La défenderesse a constitué avocat. Les parties ont échangé des conclusions.
En l’état de ses dernières écritures, communiquées par voie électronique le 3 novembre 2023, auxquelles il convient de se référer pour l’exposé des moyens, [Y] [U] sollicite du tribunal, au visa des articles 1103, 1104, 1194, 1602, 1603, 1604 et 1231-1 du code civil et 699 et 700 du code de procédure civile, de :
— JUGER que la société BMRA devant aux droits de la société DECOCERAM a commis des manquements à son obligation de délivrance conforme et à son obligation d’information lui incombant en sa qualité de vendeur professionnel ;
En conséquence,
— CONDAMNER la société BMRA venant aux droits de la société DECOCERAM à payer à Monsieur [U] la somme de 14 287,67 euros à titre d’indemnisation de l’ensemble des préjudices subis, somme décomposée comme suit :
o 3 840 euros au titre de la dépose des carreaux ;
o 4 251,88 € au titre de la pose des carreaux ;
o 3 195,79 € au titre de la fourniture de nouveaux carreaux ;
o 2 000 € au titre du préjudice de jouissance ;
o 1 000 € au titre du préjudice moral.
— CONDAMNER la société BMRA venant aux droits de la société DECOCERAM à payer à Monsieur [U] de la somme de 2 000 euros au titre des dispositions de l’article 700 du Code de Procédure Civile,
— CONDAMNER la société BMRA venant aux droits de la société DECOCERAM au paiement des entiers dépens et frais de justice.
— ORDONNER l’exécution provisoire du jugement à intervenir nonobstant appel et sans caution, laquelle est désormais de droit.

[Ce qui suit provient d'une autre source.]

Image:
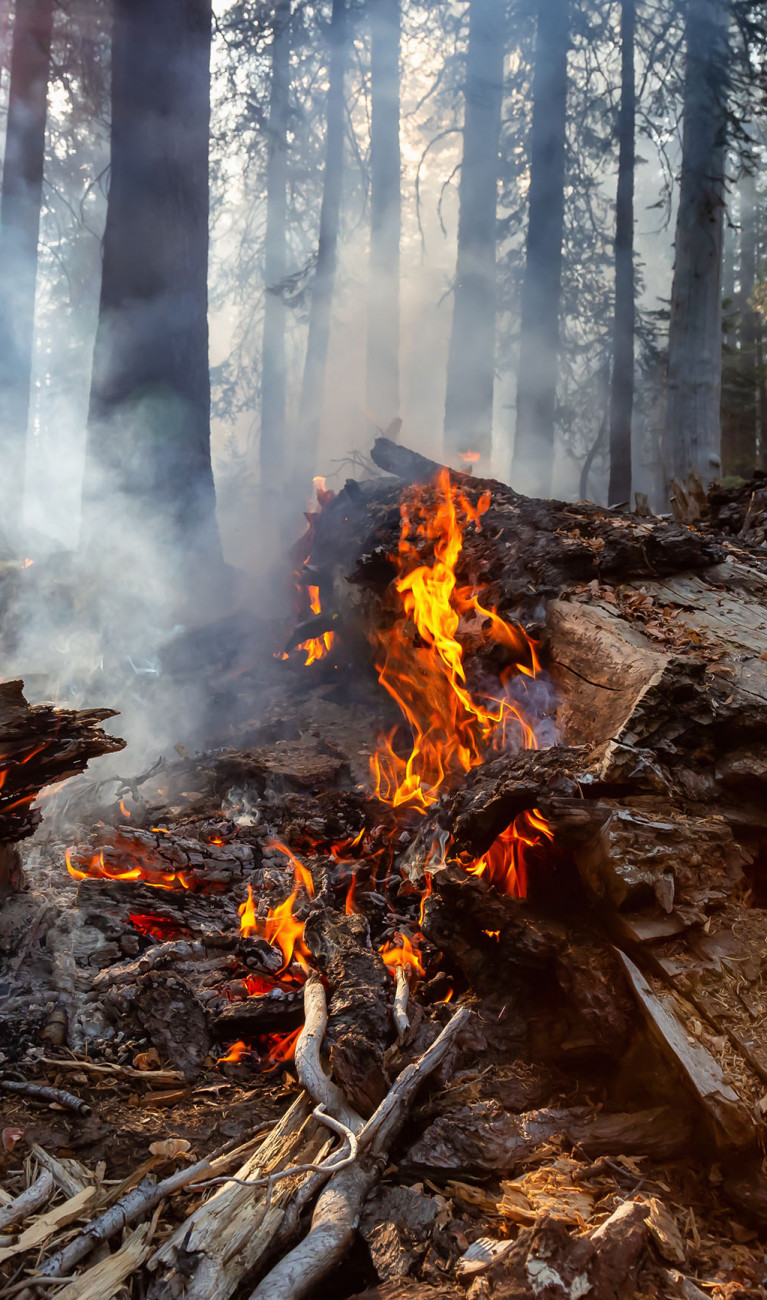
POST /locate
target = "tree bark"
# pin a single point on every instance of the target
(273, 378)
(536, 394)
(694, 336)
(471, 367)
(382, 360)
(20, 221)
(148, 438)
(319, 338)
(739, 442)
(622, 395)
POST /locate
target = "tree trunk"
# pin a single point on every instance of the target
(471, 368)
(324, 282)
(385, 212)
(694, 334)
(273, 378)
(148, 438)
(739, 442)
(622, 395)
(536, 393)
(20, 221)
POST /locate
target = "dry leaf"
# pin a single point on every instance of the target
(170, 1147)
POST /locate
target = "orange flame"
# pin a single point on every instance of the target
(124, 859)
(403, 954)
(350, 904)
(235, 1053)
(420, 658)
(284, 1049)
(505, 862)
(316, 648)
(281, 926)
(247, 915)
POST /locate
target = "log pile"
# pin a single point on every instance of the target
(274, 1034)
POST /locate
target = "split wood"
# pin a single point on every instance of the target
(133, 1207)
(337, 1210)
(40, 1092)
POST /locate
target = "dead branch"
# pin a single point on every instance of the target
(33, 1199)
(40, 1092)
(308, 1065)
(399, 1009)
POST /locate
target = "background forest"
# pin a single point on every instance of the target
(532, 229)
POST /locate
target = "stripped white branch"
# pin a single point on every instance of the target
(35, 1196)
(337, 1210)
(308, 1065)
(399, 1009)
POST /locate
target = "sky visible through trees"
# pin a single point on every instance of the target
(476, 299)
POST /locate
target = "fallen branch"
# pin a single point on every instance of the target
(35, 1196)
(40, 1092)
(337, 1210)
(308, 1065)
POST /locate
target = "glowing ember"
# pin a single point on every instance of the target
(282, 1048)
(350, 904)
(403, 954)
(157, 927)
(319, 646)
(120, 863)
(420, 658)
(235, 1053)
(247, 915)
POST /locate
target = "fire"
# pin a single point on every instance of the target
(420, 658)
(235, 1053)
(505, 862)
(281, 927)
(403, 954)
(319, 646)
(282, 1048)
(350, 904)
(157, 927)
(247, 915)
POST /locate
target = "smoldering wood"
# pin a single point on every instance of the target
(360, 1004)
(39, 746)
(485, 1139)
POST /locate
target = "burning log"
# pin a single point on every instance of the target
(39, 746)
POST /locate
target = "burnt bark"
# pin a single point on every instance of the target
(385, 212)
(536, 395)
(273, 376)
(622, 394)
(471, 367)
(20, 221)
(319, 339)
(148, 440)
(694, 333)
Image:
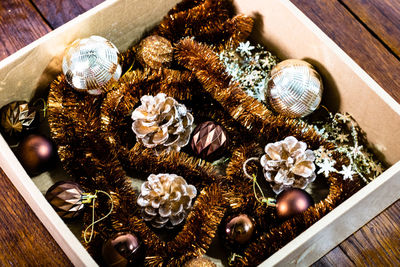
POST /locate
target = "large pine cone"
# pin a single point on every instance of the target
(287, 164)
(165, 198)
(162, 123)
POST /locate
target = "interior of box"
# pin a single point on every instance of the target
(276, 27)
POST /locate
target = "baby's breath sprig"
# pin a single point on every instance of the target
(250, 66)
(344, 132)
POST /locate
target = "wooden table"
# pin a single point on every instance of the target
(368, 30)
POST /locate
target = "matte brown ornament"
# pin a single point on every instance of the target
(124, 249)
(19, 117)
(292, 202)
(66, 198)
(209, 140)
(155, 52)
(36, 153)
(240, 229)
(200, 262)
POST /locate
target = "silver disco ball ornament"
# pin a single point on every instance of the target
(295, 88)
(90, 63)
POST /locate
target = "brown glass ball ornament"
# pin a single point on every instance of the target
(209, 140)
(36, 153)
(200, 262)
(66, 199)
(124, 249)
(240, 229)
(291, 202)
(155, 52)
(18, 117)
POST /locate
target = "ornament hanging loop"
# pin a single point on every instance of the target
(91, 198)
(270, 202)
(44, 109)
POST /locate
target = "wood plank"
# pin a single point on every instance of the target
(58, 12)
(337, 22)
(382, 17)
(375, 243)
(20, 24)
(336, 257)
(24, 241)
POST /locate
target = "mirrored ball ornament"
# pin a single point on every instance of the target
(295, 88)
(90, 63)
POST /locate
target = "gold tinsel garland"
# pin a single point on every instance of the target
(95, 143)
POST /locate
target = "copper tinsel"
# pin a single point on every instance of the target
(95, 143)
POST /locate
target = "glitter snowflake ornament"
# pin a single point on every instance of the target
(162, 123)
(288, 163)
(90, 63)
(166, 199)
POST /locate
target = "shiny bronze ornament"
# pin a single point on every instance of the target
(155, 52)
(124, 249)
(36, 153)
(90, 63)
(240, 229)
(292, 202)
(209, 140)
(66, 198)
(295, 88)
(200, 262)
(19, 117)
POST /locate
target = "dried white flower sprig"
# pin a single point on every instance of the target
(343, 131)
(288, 163)
(250, 66)
(162, 123)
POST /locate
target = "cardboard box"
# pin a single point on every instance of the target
(286, 32)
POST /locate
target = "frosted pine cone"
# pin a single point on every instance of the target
(162, 123)
(287, 164)
(165, 198)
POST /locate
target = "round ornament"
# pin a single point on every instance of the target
(240, 229)
(209, 140)
(155, 52)
(90, 63)
(36, 153)
(66, 198)
(295, 88)
(162, 123)
(292, 202)
(166, 199)
(124, 249)
(200, 262)
(18, 117)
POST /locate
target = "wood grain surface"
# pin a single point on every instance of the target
(24, 241)
(381, 17)
(58, 12)
(367, 30)
(20, 24)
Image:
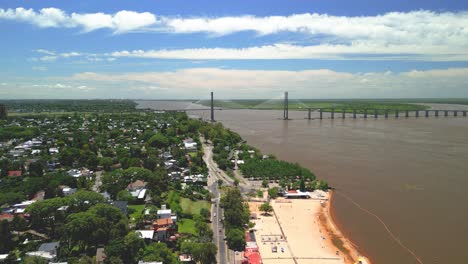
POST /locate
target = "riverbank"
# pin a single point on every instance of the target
(302, 232)
(335, 236)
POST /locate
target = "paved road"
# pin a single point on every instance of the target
(224, 255)
(216, 212)
(97, 182)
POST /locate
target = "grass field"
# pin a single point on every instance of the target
(137, 210)
(193, 207)
(186, 226)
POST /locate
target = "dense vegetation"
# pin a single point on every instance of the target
(236, 218)
(122, 148)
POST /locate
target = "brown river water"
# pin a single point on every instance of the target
(411, 173)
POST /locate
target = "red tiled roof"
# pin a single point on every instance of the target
(253, 257)
(14, 173)
(7, 217)
(163, 222)
(136, 184)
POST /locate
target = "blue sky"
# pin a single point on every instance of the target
(239, 49)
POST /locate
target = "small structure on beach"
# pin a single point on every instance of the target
(297, 194)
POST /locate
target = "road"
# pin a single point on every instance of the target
(216, 210)
(97, 182)
(224, 255)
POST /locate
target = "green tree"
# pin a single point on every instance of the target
(236, 239)
(36, 169)
(204, 231)
(34, 260)
(273, 192)
(201, 252)
(205, 213)
(6, 243)
(158, 141)
(266, 208)
(125, 195)
(159, 252)
(106, 162)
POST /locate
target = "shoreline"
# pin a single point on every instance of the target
(336, 237)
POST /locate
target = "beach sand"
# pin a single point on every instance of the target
(302, 231)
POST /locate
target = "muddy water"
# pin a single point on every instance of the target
(411, 173)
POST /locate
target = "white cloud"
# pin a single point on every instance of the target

Par dernières conclusions transmises par voie électronique le 26 mai 2023, auxquelles il convient de se référer pour l’exposé des moyens, la SAS BMRA demande au tribunal, au visa des articles 1132-1, 1353, 1603 et 1604 du code civil et 6 et 9 du code de procédure civile, de :
— dire et juger que la société DECOCERAM, aux droits de laquelle vient la concluante, n’a aucunement commis de manquements a ses obligations contractuelles dans le cadre du contrat de vente intervenu en septembre 2018 entre les parties,
— débouter en conséquence Monsieur [Y] [U] de ses différentes demandes en indemnisation de prétendus préjudices subis a ce titre,
— à titre reconventionnel, condamner Monsieur [Y] [U] à payer à la société BMRA une somme de 3 500 € sur le fondement de l’article 700 du Code de Procédure Civile, ainsi qu’aux entiers dépens,
— débouter Monsieur [Y] [U] de toutes demandes, fins et prétentions contraires.
Pour un plus ample exposé des prétentions et moyens des parties, il convient de se référer aux termes de leurs écritures en application de l’article 455 du code de procédure civile.
L’ordonnance de clôture a été rendue le 4 avril 2024, pour que l’affaire soit entendue à l’audience du 19 novembre 2024, après quoi elle a été mise en délibéré au 28 janvier 2025.
MOTIFS
Sur le périmètre de la saisine du tribunal
A titre liminaire, il importe de rappeler qu’aux termes des dispositions de l’article 768 du code de procédure civile le tribunal n’est tenu de statuer que sur les prétentions énoncées au dispositif des dernières conclusions des parties et de n’examiner que les moyens au soutien de ces prétentions invoqués dans la discussion.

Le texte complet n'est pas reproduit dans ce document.